Anatomic Stage/Prognostic Groups
Stage T N M
Medullary carcinoma (all age groups)
I T1 N0 M0
II T2 N0 M0
T3 N0 M0
III T1 N1a M0
T2 N1a M0
T3 N1a M0
IVa T4a N0 M0
T4a N1a M0
T1 N1b M0
T2 N1b M0
T3 N1b M0
T4a N1b M0
Stage IVb T4b Any N
IVB T4b Any N M0
IVC Any T Any N M1

Medullary Thyroid Cancer

  • Several staging systems have been employed to correlate extent of disease with long-term survival in medullary thyroid cancer. The clinical staging system of the AJCC correlates survival to size of the primary tumor, presence or absence of lymph node metastases, and presence or absence of distance metastasis. Patients with the best prognosis are those who are diagnosed by provocative screening, prior to the appearance of palpable disease.

Stage 0 Medullary Thyroid Cancer

  • Clinically occult disease detected by provocative biochemical screening

Stage I Medullary Thyroid Cancer

  • Tumor smaller than 2 cm

Stage II Medullary Thyroid Cancer

  • Tumor larger than 2 cm but 4 cm or smaller with no metastases or larger than 4 cm with minimal extrathyroid extension

Stage III Medullary Thyroid Cancer

  • Tumor of any size with metastases limited to the pretracheal, paratracheal, or prelaryngeal/Delphian lymph nodes.
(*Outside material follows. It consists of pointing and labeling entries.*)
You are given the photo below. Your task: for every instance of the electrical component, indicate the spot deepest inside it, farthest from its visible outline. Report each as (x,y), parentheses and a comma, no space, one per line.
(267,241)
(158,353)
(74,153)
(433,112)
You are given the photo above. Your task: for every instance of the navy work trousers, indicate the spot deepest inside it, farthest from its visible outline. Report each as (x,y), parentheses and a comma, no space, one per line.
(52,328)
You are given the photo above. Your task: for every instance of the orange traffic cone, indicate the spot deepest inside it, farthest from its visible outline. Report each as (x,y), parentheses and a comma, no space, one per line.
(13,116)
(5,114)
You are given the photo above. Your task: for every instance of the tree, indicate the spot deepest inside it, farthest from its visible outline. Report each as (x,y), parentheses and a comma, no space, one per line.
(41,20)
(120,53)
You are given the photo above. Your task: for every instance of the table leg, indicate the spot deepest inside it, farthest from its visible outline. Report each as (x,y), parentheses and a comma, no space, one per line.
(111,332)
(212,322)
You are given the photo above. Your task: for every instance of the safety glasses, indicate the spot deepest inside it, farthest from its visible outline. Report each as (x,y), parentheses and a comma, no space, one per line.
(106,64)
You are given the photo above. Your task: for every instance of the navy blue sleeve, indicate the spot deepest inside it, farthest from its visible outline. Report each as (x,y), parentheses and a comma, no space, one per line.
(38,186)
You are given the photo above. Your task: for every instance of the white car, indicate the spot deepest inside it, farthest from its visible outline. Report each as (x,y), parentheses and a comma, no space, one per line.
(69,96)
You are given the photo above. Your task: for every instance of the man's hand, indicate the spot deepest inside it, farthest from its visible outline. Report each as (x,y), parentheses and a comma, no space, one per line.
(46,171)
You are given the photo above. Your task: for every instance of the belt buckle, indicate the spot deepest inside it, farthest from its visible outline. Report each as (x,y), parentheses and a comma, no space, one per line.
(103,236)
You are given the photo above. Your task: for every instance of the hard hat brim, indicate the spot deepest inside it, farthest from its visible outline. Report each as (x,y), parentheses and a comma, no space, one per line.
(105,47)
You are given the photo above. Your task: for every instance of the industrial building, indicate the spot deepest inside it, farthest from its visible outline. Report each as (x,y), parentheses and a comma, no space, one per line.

Stage IV Medullary Thyroid Cancer

  • Stage IV medullary thyroid cancer is divided into the following categories:
  • Stage IVA (moderately advanced with or without lymph node metastases [for T4a] but without distant metastases).
  • Stage IVB (very advanced with or without lymph node metastases but no distant metastases).
  • Stage IVC (distant metastases)
  • Medullary carcinoma usually presents as a hard mass and is often accompanied by blood vessel invasion. Medullary thyroid cancer occurs in two forms, sporadic and familial. In the sporadic form, the tumor is usually unilateral. In the familial form, the tumor is almost always bilateral. In addition, the familial form may be associated with benign or malignant tumors of other endocrine organs, commonly referred to as the multiple endocrine neoplasia syndromes.
  • In these syndromes, there is an association with pheochromocytoma of the adrenal gland and parathyroid hyperplasia. Medullary carcinoma usually secretes calcitonin, a hormonal marker for the tumor, and may be detectable in blood even when the tumor is clinically occult. Metastases to regional lymph nodes are found in about 50% of cases. Prognosis depends on extent of disease at presentation, presence or absence of regional lymph node metastases, and completeness of the surgical resection.
  • Family members should be screened for calcitonin elevation to identify individuals who are at risk of developing familial medullary thyroid cancer. Multiple endocrine neoplasia 2A gene carrier status can be more accurately determined by analysis of mutations in the RET gene. All patients with medullary carcinoma of the thyroid (whether familial or sporadic) should be tested for RET mutations, and, if they are positive, family members should also be tested. Family members who are gene carriers should undergo prophylactic thyroidectomy at an early age.